Here is I think a simple question, But I can't find an answer.
I'm trying to set a few rows from a dataframe using a mask of a mask. but I get an "Unalignable boolean Series provided as indexer" error.
Here is a small example:
import pandas as pd
data = {'c1':[1,2,3,4],
'c2':[2,4,6,8]}
df = pd.DataFrame(data)
mask = df['c1'] >= 3
mask2 = df.loc[mask, 'c2'] <= 6
df[mask2]
df[mask2, 'c2'] = -1
Here mask
is:
0 False
1 False
2 True
3 True
Name: c1, dtype: bool
And mask2
is:
2 True
3 False
Name: c2, dtype: bool
But now df[mask2]
yields:
IndexingError: Unalignable boolean Series provided as indexer (index of the boolean Series and of the indexed object do not match
What I should expect it to return is row with index 2:
c1 c2
2 3 6
I realize that for this example df[(df['c1'] >= 3) & (df['c2'] <= 6)]
Would give me the expected result, but my program flow requires a mask of a mask, instead of the intersection of 2 masks.

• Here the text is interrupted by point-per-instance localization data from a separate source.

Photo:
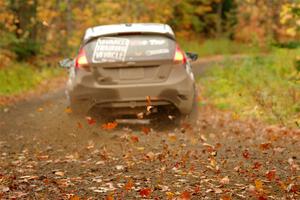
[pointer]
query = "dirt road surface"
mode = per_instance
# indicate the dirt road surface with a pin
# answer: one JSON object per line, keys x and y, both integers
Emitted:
{"x": 45, "y": 154}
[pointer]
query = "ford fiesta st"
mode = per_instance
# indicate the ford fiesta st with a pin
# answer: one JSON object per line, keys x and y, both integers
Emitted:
{"x": 131, "y": 69}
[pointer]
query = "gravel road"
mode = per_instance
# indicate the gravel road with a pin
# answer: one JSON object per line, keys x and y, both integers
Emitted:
{"x": 46, "y": 154}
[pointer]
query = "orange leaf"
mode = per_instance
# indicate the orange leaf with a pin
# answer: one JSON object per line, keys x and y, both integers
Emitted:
{"x": 148, "y": 100}
{"x": 134, "y": 139}
{"x": 146, "y": 130}
{"x": 185, "y": 195}
{"x": 128, "y": 186}
{"x": 109, "y": 125}
{"x": 79, "y": 125}
{"x": 145, "y": 192}
{"x": 246, "y": 154}
{"x": 271, "y": 174}
{"x": 225, "y": 197}
{"x": 109, "y": 197}
{"x": 74, "y": 198}
{"x": 90, "y": 120}
{"x": 68, "y": 110}
{"x": 258, "y": 184}
{"x": 170, "y": 195}
{"x": 265, "y": 146}
{"x": 256, "y": 165}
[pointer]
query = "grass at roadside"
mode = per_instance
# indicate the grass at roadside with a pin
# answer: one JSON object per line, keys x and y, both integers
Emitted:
{"x": 21, "y": 77}
{"x": 219, "y": 47}
{"x": 265, "y": 87}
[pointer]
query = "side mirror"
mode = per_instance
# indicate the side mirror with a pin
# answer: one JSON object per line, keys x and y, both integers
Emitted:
{"x": 66, "y": 63}
{"x": 192, "y": 56}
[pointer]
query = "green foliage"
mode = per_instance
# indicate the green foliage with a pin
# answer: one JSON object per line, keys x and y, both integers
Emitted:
{"x": 220, "y": 46}
{"x": 22, "y": 77}
{"x": 263, "y": 87}
{"x": 25, "y": 49}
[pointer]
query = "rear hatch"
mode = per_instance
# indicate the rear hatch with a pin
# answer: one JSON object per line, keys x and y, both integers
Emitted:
{"x": 130, "y": 59}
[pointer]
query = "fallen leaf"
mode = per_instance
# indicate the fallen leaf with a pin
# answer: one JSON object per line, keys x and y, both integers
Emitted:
{"x": 145, "y": 192}
{"x": 74, "y": 197}
{"x": 109, "y": 125}
{"x": 271, "y": 174}
{"x": 128, "y": 186}
{"x": 218, "y": 190}
{"x": 40, "y": 109}
{"x": 246, "y": 154}
{"x": 79, "y": 125}
{"x": 185, "y": 195}
{"x": 170, "y": 195}
{"x": 150, "y": 155}
{"x": 258, "y": 184}
{"x": 256, "y": 165}
{"x": 68, "y": 110}
{"x": 59, "y": 173}
{"x": 134, "y": 139}
{"x": 225, "y": 197}
{"x": 119, "y": 167}
{"x": 265, "y": 146}
{"x": 145, "y": 130}
{"x": 225, "y": 180}
{"x": 148, "y": 98}
{"x": 109, "y": 197}
{"x": 90, "y": 120}
{"x": 172, "y": 137}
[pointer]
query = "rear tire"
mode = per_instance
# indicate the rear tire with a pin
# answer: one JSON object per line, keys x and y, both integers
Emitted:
{"x": 192, "y": 117}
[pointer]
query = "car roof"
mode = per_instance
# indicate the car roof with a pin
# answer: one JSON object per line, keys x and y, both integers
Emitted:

CodePudding user response:
One solution is to do a logical and (&
) of both predicates:
mask = (df['c1'] >= 3) & (df['c2'] <= 6)
res = df[mask]
print(res)
Output
c1 c2
2 3 6
Use the mask
to change the values as follows:
df.loc[mask, 'c2'] = -1
print(df)
Output (after changing df)
c1 c2
0 1 2
1 2 4
2 3 -1
3 4 8
CodePudding user response:
Your approach failed because you need a full array for boolean indexing and mask2
is not aligned with df
anymore.
If you want to avoid computing your mask2 on all items (let's say you subselected only a fraction of the input and the operation is costly), you can reindex
the mask:
df.loc[mask2.reindex_like(mask).fillna(False), 'c2_modified'] = -1
output (as new column for clarity):
c1 c2 c2_modified
0 1 2 NaN
1 2 4 NaN
2 3 6 -1.0
3 4 8 NaN